Before Ronnie Wood joined the Rolling Stones in 1975, he made his name as an ace guitarist with the Faces and the Jeff Beck Group – and before that, as a teenager in West London, he played in a bluesy group called the Birds. Wood, 68, recently discovered his personal road notes from a 1965 tour with that band. “It’s the diary of a 17-year-old rock & roller,” he says. “It was leather-bound, with gold edging to the pages, and I used to keep it quite diligently. I’d forgotten all the details!” Wood fleshed out the diary – which features cameos from Eric Clapton, the Who, and more – with new reminiscences and illustrations for a book, How Can It Be? (available now in a signed, limited edition of 1,965 copies, with a wider release due this fall).
Wood called during a day off on the Stones’ new stadium tour to talk about his rock & roll youth, getting sober, hanging with Harry Styles and more.
How would you describe yourself at 17? What kind of a teenager were you?
Much like I am now, I think. I was very pretentious, and very aware of the audiences, whether they accepted us or gave us a hard time.
What were the crowds like at those shows in ’65?
Heavy emphasis on the girls. A lot of it was to impress them – you gauged how well you were doing if they screamed. It took us ages to warm them up sometimes. You had to convert these unbelievers to let their hair down a bit. Then, in certain areas, like in the west of England down at Salisbury, they wanted a piece of you – a piece of your hair, a piece of your clothing. They were really quite savage. And we had no security! We got through that by the skin of our teeth.
Was there a lot of drinking on the road?
Yeah, those were the days of experimenting with scotch and Coke and brandy and things, and perhaps not knowing the limits. There are some entries where it says, “Great night last night. Sick twice.” But in those days it used to bounce off us – that and all the travel we did in the van. We’d grin and bear it. If I had to do it now, I probably wouldn’t last a week.
A few of the entries mention partying with Keith Moon. What was that like?

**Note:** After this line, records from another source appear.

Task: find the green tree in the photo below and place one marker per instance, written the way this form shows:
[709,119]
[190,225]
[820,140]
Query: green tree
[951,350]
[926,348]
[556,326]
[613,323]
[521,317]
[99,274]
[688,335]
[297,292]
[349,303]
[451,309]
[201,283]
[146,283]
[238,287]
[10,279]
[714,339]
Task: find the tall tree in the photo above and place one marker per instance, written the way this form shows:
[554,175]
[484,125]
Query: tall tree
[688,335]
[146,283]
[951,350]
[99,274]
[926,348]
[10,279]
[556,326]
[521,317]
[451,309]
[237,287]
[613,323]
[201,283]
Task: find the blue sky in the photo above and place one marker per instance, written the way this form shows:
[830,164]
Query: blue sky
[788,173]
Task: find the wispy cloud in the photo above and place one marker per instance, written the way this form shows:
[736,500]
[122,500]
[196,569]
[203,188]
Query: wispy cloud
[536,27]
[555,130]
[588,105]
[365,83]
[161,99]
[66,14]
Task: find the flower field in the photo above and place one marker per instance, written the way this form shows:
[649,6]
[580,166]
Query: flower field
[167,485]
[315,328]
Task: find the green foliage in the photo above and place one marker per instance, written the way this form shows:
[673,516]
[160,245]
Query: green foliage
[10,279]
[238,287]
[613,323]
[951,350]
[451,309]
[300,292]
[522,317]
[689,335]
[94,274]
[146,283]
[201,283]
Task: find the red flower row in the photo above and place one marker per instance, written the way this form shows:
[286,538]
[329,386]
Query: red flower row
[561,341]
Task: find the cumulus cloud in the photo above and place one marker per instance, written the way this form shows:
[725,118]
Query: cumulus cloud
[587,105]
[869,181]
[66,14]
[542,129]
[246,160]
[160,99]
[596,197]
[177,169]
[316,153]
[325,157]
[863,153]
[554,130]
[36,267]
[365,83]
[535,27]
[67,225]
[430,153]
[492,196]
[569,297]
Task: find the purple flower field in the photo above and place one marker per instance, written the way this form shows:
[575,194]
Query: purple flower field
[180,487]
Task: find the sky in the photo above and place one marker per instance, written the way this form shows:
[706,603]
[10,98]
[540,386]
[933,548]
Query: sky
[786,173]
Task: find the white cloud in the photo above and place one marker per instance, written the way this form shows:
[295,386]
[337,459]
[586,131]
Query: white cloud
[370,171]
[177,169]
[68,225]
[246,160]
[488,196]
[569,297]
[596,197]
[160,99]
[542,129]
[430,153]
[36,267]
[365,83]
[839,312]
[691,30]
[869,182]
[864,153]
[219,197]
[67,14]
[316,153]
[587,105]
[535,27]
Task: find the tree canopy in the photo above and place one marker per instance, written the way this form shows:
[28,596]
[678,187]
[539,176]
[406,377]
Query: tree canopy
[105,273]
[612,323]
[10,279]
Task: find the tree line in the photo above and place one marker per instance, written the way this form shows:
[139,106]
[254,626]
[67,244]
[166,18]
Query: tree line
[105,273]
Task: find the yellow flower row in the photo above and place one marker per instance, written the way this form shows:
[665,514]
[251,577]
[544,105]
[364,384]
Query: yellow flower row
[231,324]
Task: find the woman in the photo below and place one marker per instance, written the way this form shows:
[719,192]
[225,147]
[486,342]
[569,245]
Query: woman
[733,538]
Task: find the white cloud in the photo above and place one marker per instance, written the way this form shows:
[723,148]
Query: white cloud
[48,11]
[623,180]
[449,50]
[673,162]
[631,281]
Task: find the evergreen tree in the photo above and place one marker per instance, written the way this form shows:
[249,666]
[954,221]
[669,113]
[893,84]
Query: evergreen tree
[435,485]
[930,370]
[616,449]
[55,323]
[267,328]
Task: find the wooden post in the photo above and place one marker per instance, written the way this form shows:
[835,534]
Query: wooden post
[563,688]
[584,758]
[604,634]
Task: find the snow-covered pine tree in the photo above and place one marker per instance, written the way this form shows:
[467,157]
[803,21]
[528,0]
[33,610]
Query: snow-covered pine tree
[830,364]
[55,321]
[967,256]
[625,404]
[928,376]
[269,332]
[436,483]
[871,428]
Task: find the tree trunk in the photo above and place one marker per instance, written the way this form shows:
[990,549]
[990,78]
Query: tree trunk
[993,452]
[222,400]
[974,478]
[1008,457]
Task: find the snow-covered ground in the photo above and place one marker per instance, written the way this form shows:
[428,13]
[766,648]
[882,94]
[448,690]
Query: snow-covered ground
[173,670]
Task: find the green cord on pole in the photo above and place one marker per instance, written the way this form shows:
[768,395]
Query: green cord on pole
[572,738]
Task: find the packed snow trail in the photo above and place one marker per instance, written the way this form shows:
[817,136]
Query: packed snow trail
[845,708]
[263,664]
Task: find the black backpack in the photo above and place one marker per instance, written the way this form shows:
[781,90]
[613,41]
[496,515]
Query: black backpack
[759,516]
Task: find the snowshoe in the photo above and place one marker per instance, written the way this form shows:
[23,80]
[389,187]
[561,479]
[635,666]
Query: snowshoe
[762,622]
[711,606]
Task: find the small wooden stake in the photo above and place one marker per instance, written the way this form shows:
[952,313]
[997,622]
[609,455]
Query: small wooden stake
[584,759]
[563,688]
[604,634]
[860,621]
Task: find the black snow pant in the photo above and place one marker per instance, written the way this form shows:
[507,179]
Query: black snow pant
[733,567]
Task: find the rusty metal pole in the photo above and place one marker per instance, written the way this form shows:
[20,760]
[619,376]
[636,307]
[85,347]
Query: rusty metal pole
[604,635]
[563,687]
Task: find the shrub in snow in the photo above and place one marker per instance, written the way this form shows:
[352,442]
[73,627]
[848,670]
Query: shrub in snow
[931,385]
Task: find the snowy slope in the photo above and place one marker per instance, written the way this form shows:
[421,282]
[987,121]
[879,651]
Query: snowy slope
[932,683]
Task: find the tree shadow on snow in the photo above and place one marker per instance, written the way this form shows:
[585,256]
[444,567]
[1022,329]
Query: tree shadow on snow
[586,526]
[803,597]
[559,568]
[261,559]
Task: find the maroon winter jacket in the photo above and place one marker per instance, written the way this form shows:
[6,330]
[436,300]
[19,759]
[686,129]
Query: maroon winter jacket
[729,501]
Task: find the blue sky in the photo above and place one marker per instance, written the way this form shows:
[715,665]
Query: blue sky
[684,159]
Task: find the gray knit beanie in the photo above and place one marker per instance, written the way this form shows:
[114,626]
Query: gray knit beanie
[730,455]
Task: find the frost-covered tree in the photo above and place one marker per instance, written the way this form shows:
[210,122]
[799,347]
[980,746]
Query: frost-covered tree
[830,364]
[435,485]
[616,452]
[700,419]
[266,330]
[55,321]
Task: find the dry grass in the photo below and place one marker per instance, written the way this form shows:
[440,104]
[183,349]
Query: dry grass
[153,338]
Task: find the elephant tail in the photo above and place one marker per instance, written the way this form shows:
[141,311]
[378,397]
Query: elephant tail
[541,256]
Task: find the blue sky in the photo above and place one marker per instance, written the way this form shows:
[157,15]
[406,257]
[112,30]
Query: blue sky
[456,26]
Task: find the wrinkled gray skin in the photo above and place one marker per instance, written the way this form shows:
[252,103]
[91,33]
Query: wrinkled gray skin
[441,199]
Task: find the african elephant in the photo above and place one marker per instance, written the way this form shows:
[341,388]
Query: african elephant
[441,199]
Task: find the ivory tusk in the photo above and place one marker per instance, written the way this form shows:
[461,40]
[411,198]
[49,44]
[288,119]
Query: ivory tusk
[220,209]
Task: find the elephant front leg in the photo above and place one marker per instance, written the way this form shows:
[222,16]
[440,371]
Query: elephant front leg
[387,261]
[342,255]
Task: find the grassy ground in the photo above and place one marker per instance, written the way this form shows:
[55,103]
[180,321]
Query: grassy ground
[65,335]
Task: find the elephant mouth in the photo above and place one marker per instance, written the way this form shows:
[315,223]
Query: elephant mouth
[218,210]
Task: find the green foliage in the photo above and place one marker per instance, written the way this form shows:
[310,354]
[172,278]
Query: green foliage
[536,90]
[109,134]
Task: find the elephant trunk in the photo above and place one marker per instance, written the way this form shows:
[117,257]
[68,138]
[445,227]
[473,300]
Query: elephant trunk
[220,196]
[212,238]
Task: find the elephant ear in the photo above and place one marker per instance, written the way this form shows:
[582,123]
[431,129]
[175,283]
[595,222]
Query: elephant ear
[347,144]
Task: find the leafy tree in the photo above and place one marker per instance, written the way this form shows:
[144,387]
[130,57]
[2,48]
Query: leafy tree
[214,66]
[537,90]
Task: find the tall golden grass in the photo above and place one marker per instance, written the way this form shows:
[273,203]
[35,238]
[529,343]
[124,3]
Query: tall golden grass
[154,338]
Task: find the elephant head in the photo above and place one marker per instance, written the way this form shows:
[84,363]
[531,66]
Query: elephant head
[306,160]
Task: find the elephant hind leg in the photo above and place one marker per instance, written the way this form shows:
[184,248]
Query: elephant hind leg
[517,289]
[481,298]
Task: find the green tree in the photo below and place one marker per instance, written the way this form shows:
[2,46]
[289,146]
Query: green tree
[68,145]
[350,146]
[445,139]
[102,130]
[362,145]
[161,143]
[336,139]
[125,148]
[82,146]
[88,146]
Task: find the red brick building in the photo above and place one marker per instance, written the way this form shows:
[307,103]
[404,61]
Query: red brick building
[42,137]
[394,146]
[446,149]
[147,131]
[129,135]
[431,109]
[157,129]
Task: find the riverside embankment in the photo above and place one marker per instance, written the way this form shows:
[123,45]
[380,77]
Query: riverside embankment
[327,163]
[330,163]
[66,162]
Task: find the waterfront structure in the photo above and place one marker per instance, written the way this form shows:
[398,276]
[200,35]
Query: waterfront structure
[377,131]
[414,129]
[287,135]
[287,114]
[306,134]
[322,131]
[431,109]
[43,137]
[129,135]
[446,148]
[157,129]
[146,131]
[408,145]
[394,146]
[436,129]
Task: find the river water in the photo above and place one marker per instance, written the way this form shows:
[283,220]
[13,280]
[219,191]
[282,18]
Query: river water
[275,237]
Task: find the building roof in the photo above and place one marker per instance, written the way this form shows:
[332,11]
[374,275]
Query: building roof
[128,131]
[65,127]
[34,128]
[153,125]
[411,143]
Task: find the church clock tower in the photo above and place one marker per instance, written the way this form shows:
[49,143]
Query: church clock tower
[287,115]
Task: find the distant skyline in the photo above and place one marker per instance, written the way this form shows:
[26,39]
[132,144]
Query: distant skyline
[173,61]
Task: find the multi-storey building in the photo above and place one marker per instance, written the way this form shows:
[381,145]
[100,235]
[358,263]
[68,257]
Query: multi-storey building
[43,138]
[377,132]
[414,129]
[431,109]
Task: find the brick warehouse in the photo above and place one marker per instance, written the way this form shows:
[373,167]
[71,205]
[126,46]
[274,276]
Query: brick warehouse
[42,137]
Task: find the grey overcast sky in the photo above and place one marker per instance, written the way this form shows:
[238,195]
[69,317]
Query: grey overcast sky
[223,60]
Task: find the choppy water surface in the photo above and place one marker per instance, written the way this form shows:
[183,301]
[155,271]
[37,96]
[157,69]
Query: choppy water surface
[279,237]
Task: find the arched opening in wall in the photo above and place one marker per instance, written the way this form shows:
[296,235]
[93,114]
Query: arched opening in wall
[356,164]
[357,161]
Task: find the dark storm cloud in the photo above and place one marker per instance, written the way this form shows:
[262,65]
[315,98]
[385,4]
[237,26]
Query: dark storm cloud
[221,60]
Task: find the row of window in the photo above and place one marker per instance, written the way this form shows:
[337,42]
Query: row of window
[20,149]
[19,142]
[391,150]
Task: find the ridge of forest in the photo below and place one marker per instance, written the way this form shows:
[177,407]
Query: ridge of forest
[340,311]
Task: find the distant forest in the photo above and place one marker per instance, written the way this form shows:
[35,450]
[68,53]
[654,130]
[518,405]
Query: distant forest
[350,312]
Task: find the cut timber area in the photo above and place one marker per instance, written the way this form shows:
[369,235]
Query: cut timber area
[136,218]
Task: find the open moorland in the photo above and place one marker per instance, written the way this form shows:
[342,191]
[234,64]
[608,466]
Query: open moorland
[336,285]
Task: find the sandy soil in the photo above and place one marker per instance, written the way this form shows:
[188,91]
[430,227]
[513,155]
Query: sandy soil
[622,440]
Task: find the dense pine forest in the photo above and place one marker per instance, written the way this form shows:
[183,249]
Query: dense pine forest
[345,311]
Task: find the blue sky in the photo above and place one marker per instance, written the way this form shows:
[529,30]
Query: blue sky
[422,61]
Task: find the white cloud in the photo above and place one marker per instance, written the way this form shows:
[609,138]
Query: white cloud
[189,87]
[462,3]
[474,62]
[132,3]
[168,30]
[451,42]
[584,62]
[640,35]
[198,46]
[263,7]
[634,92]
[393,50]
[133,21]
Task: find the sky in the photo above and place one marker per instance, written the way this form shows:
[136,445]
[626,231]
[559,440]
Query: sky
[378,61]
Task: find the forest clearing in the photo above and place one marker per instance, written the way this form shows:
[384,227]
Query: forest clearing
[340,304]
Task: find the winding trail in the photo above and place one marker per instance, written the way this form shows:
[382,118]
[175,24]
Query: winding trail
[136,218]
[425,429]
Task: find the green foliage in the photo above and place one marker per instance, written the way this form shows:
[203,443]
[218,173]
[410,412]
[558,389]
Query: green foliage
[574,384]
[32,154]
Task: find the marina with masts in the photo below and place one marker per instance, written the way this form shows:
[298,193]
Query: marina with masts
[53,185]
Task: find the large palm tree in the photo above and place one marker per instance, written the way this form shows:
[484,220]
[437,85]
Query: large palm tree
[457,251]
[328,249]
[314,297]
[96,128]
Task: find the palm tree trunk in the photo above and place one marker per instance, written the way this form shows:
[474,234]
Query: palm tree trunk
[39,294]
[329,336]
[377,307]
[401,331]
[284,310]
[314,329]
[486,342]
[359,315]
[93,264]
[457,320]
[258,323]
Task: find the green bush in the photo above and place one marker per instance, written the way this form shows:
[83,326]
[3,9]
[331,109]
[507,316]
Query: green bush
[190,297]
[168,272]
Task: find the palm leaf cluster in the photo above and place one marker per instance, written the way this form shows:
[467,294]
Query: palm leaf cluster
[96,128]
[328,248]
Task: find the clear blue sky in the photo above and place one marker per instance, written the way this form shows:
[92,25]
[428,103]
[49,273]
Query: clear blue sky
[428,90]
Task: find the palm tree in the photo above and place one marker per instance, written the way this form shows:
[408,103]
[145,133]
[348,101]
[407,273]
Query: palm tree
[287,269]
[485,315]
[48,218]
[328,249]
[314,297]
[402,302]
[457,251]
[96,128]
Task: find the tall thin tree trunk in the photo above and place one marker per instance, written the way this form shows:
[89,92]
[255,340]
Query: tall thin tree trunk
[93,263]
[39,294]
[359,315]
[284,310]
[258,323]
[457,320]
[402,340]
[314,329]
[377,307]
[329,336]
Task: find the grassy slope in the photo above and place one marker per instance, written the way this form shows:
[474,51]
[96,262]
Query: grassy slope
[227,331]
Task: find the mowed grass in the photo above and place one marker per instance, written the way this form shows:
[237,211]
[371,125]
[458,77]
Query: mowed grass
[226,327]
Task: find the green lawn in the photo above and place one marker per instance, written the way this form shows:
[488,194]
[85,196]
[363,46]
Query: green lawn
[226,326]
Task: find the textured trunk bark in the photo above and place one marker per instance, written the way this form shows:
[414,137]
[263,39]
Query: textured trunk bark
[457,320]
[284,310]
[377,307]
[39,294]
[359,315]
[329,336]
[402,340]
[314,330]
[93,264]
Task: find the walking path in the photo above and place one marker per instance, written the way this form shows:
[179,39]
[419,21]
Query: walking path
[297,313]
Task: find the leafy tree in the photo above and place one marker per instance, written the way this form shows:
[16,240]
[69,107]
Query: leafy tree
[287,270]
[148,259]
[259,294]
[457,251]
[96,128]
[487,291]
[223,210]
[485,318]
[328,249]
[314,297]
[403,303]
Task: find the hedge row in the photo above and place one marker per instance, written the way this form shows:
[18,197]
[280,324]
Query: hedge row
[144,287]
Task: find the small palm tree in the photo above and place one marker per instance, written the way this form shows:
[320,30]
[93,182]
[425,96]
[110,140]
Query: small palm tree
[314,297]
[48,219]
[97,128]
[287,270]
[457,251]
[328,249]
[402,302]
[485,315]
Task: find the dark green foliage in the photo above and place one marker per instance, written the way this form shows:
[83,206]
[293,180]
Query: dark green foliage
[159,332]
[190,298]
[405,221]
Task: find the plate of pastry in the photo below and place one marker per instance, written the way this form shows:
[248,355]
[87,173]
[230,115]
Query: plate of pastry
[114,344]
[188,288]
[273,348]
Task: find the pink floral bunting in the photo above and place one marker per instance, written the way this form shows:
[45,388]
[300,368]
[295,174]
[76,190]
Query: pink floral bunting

[Laughs] He was a hell-raiser, but a hell of a gentleman at the same time. It was hard to think that the same guy that was really polite to your mother in his smoking jacket was also the guy that was drilling through the hotel room to get in bed with [John] Entwistle because he didn’t want to be lonely. The Who were very encouraging to us. One night they came out to this tiny little dive outside London where we were up onstage, and they were shouting up from the crowd, “We’re Number One!” We were going, “You bastards!” It was a friendly rivalry.